Some of the consequences of cherry-picked data include biased results and making wide-reaching generalizations based on limited samples.

4. Data fabrication

From fake stem cell lines to duplicated graphs, it’s surprisingly easy for scientists to publish fabricated or “made up” data in prominent journals.

A 2009 systematic review and meta-analysis of 39 global surveys on research misconduct published in PLoS One found that almost 2% of scientists on average admitted to fabricating data at least once, but around 14% of researchers have witnessed colleagues falsifying results.

Last year, a Retraction Watch report on roughly 10,500 papers revealed that half of all retractions over the past two decades were due to fraud.

5. Salami slicing

For some researchers, a large dataset is considered a surefire way to publish multiple papers for the price of one.

Known as salami slicing, the process involves splitting a dataset into smaller chunks and writing separate papers on these ‘sliced’ results. ‘Salami publications’ share the same hypotheses, samples, and methods, which can result in misleading findings.

A 2019 analysis of more than 55,000 health science papers revealed that the number of publications per study increased by more than 20% between 1970 and 2014.

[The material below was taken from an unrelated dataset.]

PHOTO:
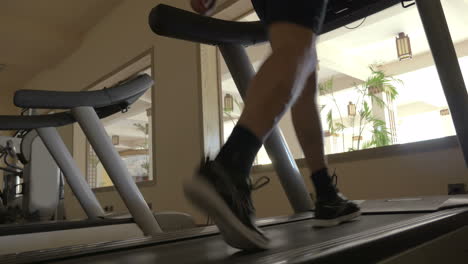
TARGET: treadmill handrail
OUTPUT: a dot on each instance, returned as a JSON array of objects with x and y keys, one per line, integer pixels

6. Not publishing negative results

Journals are biased towards publishing studies that find effects, and this makes it difficult for researchers to publish non-significant results. This bias can deter researchers from even attempting to publish their ‘failed’ studies, perpetuating the cycle further.

“People only publish when something works, and never when it doesn’t,” says Jean-Jacques Orban de Xivry, a neuroscientist at the Catholic University of Leuven in Belgium. “This means that we only publish half of the studies that we produce in laboratories. That’s troubling to me.”

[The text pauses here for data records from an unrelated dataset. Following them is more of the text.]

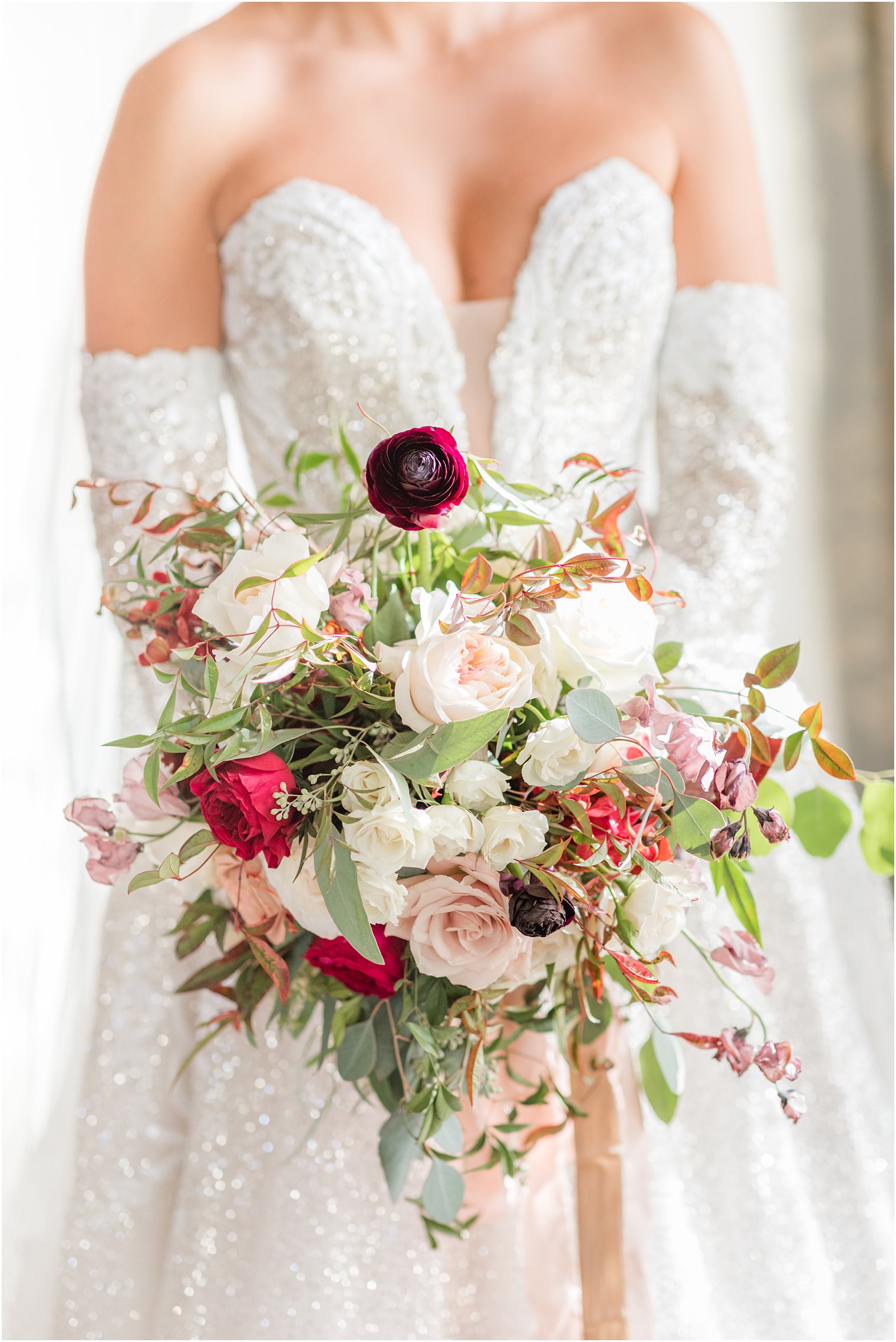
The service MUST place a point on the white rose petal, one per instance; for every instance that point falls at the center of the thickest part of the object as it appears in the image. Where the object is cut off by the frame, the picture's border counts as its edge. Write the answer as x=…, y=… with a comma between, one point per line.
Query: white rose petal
x=454, y=831
x=301, y=894
x=367, y=784
x=658, y=914
x=383, y=897
x=476, y=784
x=512, y=835
x=554, y=756
x=302, y=598
x=383, y=839
x=605, y=637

According to a study of 221 social science experiments, only 21% of null findings make their way into the pages of a journal and two-thirds are never written up. By contrast, more than 95% of the experiments that produced positive findings are included in manuscripts, and more than half end up being published.

7. Double-dipping

Circular analysis, also known as double-dipping, involves using the same data multiple times to achieve a significant result.

As Orban de Xivry explains, double-dipping also includes “analyzing your data based on what you see in the data,” leading to inflated effects, invalid conclusions, and false positive results.

Double-dipping is particularly rife in neuroimaging studies, according to a 2009 paper led by neuroscientist, Nikolaus Kriegeskorte, from the US National Institute of Mental Health. The analysis found that 42% of papers on functional magnetic resonance imaging (fMRI) experiments published in leading journals were bolstered by circular analysis.

A 2019 paper published in eLife, Orban de Xivry recommends that researchers develop a clear outline of analysis criteria before diving into the data to avoid falling into the double-dipping trap.

A cautionary tale

In 2011, an influential psychology paper was able to show how listening to certain songs can change a person’s age.

The point of the paper was to show how, in many cases, a researcher is more likely to find evidence that a false effect exists (a false-positive finding) than it is to correctly find evidence that it does not.

Most often it’s not the result of malicious intent, but is due to the array of decisions researchers must make throughout a study: Should more data be collected? Should some observations be excluded? Which control variables should be considered? Should specific measures be combined or transformed, or both?

“When we as researchers face ambiguous analytic decisions, we will tend to conclude, with convincing self-justification, that the appropriate decisions are those that result in statistical significance,” the team wrote.

With a few tweaks to how they analyzed, interpreted and reported the data, researchers from the University of Pennsylvania and University of California, Berkeley researchers. Achieved a scientifically impossible outcome from their two experiments. But, as they wrote in Psychological Science, “Everything reported here actually happened.”